• Innocent Absenteeism and Post-Discharge Evidence
  • December 6, 2010 | Author: Mark D. Tector
  • Law Firm: Stewart McKelvey - Halifax Office
  • Employees who have excessive absences from work may be discharged by their employers for just cause, even if the employees are not to blame for their absences.  In order to dismiss an employee for “innocent absenteeism”, it must be shown that (1) there is a record of excessive absences; and, (2) there is a reasonable expectation that the absences will continue. 

    Determining whether excessive absences will continue in the future can often be difficult.  If the employer’s decision to terminate is grieved, one of the big questions at arbitration is the date for determining the employee’s prognosis for future regular attendance.  Is it (1) at the date of dismissal - when the employer makes the decision to terminate; or (2) at the date of the hearing - when the arbitrator is reviewing whether the employer’s decision to terminate was justified?

    There are two decisions from the Supreme Court of Canada (each reaching a different conclusion) that have guided this debate.

    The first is the 1995 decision of Quebec Cartier.  In that case, the Supreme Court of Canada addressed the use of post-discharge evidence in the context of innocent absenteeism and ruled that the date for determining prognosis for future regular attendance is at the date of dismissal and, therefore, the evidence was limited to evidence existing at the date of the hearing.

    The second is the 1997 Supreme Court of Canada decision in Board of Education for the City of Toronto.  In that case, a teacher had been dismissed in January 1990 partly as a result of two disturbing letters the teacher had written to his employer.  In August 1990, after the dismissal but before the arbitration hearing began, the teacher wrote another similar disturbing letter.  One of the issues at the Supreme Court was whether the post-discharge August 1990 letter could be used to support the discharge.  The court said it could be used to the extent that it helped to shed light on the reasonableness and appropriateness of the dismissal and whether the employee/employer relationship could be rehabilitated.  In the result, the decision to discharge was upheld.

    A recent Ontario arbitration illustrates this extension of the Board of Education for the City of Toronto analysis.  In The Corporation of the City of London and The London Civic Employees Local Union No. 107, the issue of admissibility of post-discharge evidence was raised in the context of an employee’s long history of alcohol and drug addiction and eventual dismissal for excessive absenteeism. Following his dismissal, the grievor received addiction treatment and had not used alcohol or drugs for nearly two years. There was considerable medical evidence assembled, by the time the arbitration was heard, that the grievor had a good chance of maintaining reasonable attendance at work. The question before the arbitrator was whether this post-discharge evidence (which was unavailable to the employer at the time of dismissal) could be used in reviewing the discharge.

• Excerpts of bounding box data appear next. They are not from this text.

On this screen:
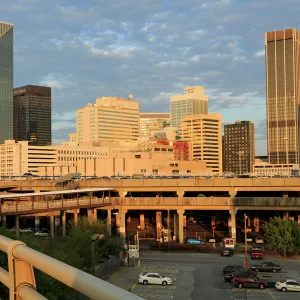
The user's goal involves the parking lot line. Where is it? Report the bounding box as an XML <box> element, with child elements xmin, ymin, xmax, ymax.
<box><xmin>136</xmin><ymin>294</ymin><xmax>174</xmax><ymax>299</ymax></box>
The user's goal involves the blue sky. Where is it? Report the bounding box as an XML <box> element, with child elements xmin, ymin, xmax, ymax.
<box><xmin>0</xmin><ymin>0</ymin><xmax>300</xmax><ymax>155</ymax></box>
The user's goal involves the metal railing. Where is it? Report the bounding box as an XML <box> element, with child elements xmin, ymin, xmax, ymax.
<box><xmin>0</xmin><ymin>235</ymin><xmax>142</xmax><ymax>300</ymax></box>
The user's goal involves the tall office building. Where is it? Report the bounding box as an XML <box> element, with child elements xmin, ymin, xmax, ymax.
<box><xmin>0</xmin><ymin>22</ymin><xmax>13</xmax><ymax>143</ymax></box>
<box><xmin>180</xmin><ymin>113</ymin><xmax>222</xmax><ymax>175</ymax></box>
<box><xmin>265</xmin><ymin>28</ymin><xmax>300</xmax><ymax>164</ymax></box>
<box><xmin>140</xmin><ymin>112</ymin><xmax>170</xmax><ymax>137</ymax></box>
<box><xmin>223</xmin><ymin>121</ymin><xmax>255</xmax><ymax>174</ymax></box>
<box><xmin>76</xmin><ymin>97</ymin><xmax>140</xmax><ymax>143</ymax></box>
<box><xmin>13</xmin><ymin>85</ymin><xmax>51</xmax><ymax>146</ymax></box>
<box><xmin>170</xmin><ymin>86</ymin><xmax>208</xmax><ymax>129</ymax></box>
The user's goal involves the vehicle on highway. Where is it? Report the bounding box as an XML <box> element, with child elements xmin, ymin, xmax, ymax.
<box><xmin>186</xmin><ymin>238</ymin><xmax>205</xmax><ymax>245</ymax></box>
<box><xmin>220</xmin><ymin>248</ymin><xmax>233</xmax><ymax>256</ymax></box>
<box><xmin>223</xmin><ymin>265</ymin><xmax>256</xmax><ymax>275</ymax></box>
<box><xmin>250</xmin><ymin>248</ymin><xmax>264</xmax><ymax>259</ymax></box>
<box><xmin>20</xmin><ymin>228</ymin><xmax>32</xmax><ymax>233</ymax></box>
<box><xmin>138</xmin><ymin>273</ymin><xmax>172</xmax><ymax>285</ymax></box>
<box><xmin>251</xmin><ymin>262</ymin><xmax>281</xmax><ymax>273</ymax></box>
<box><xmin>231</xmin><ymin>274</ymin><xmax>268</xmax><ymax>289</ymax></box>
<box><xmin>275</xmin><ymin>279</ymin><xmax>300</xmax><ymax>292</ymax></box>
<box><xmin>34</xmin><ymin>229</ymin><xmax>49</xmax><ymax>237</ymax></box>
<box><xmin>224</xmin><ymin>270</ymin><xmax>256</xmax><ymax>282</ymax></box>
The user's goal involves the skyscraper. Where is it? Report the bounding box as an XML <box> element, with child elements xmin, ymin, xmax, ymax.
<box><xmin>170</xmin><ymin>86</ymin><xmax>208</xmax><ymax>129</ymax></box>
<box><xmin>223</xmin><ymin>121</ymin><xmax>255</xmax><ymax>174</ymax></box>
<box><xmin>265</xmin><ymin>28</ymin><xmax>300</xmax><ymax>164</ymax></box>
<box><xmin>0</xmin><ymin>22</ymin><xmax>13</xmax><ymax>143</ymax></box>
<box><xmin>13</xmin><ymin>85</ymin><xmax>51</xmax><ymax>146</ymax></box>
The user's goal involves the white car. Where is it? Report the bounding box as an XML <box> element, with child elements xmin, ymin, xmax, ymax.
<box><xmin>139</xmin><ymin>273</ymin><xmax>172</xmax><ymax>285</ymax></box>
<box><xmin>34</xmin><ymin>230</ymin><xmax>49</xmax><ymax>237</ymax></box>
<box><xmin>275</xmin><ymin>279</ymin><xmax>300</xmax><ymax>292</ymax></box>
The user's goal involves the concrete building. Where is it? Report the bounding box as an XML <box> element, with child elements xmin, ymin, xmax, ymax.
<box><xmin>13</xmin><ymin>85</ymin><xmax>52</xmax><ymax>146</ymax></box>
<box><xmin>0</xmin><ymin>22</ymin><xmax>13</xmax><ymax>144</ymax></box>
<box><xmin>76</xmin><ymin>97</ymin><xmax>140</xmax><ymax>143</ymax></box>
<box><xmin>170</xmin><ymin>86</ymin><xmax>208</xmax><ymax>130</ymax></box>
<box><xmin>180</xmin><ymin>113</ymin><xmax>222</xmax><ymax>175</ymax></box>
<box><xmin>223</xmin><ymin>121</ymin><xmax>255</xmax><ymax>174</ymax></box>
<box><xmin>265</xmin><ymin>28</ymin><xmax>300</xmax><ymax>164</ymax></box>
<box><xmin>140</xmin><ymin>112</ymin><xmax>170</xmax><ymax>138</ymax></box>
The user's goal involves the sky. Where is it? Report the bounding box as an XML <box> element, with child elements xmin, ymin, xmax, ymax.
<box><xmin>0</xmin><ymin>0</ymin><xmax>300</xmax><ymax>155</ymax></box>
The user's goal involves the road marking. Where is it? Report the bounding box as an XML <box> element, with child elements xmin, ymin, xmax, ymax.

    Arbitrator Snow distinguished the Quebec Cartier approach on the basis of what he believed were significant differences in the operating statutory and collective agreement provisions and chose to follow the Supreme Court’s Board of Education decision.  In particular, Arbitrator Snow relied on his ability to substitute a “just and reasonable” penalty in the absence of a specific penalty (based on the terms of the collective agreement and the Ontario legislation).

    Arbitrator Snow admitted the post-discharge evidence and concluded he had the jurisdiction to substitute another penalty for the dismissal where it seemed “just and reasonable in all of the circumstances” to him.  Arbitrator Snow reinstated the employee, but with no backpay or other compensation and on very strict terms, which included ongoing monitoring of the employee’s absences by the employee, random drug and alcohol testing, and a “last chance agreement”.

    What This Means to You

    This decision should be kept in mind for employers looking to terminate employees who have excessive absenteeism - especially if that absenteeism is innocent and/or related to medical problems such as addiction, that have the possibility of resolving themselves in the near future naturally or with the help of a treatment program.  Employers should also be mindful of the terms of their collective agreement and whether those terms allow an arbitrator to review and revise the penalty imposed.

    The decision also underlines that arbitrators continue to appreciate innocent absenteeism (even when caused by addiction) is a serious issue that can attract discipline, including dismissal.  Even where reinstatement is ordered it can be subject to strict terms, including a “last chance agreement”.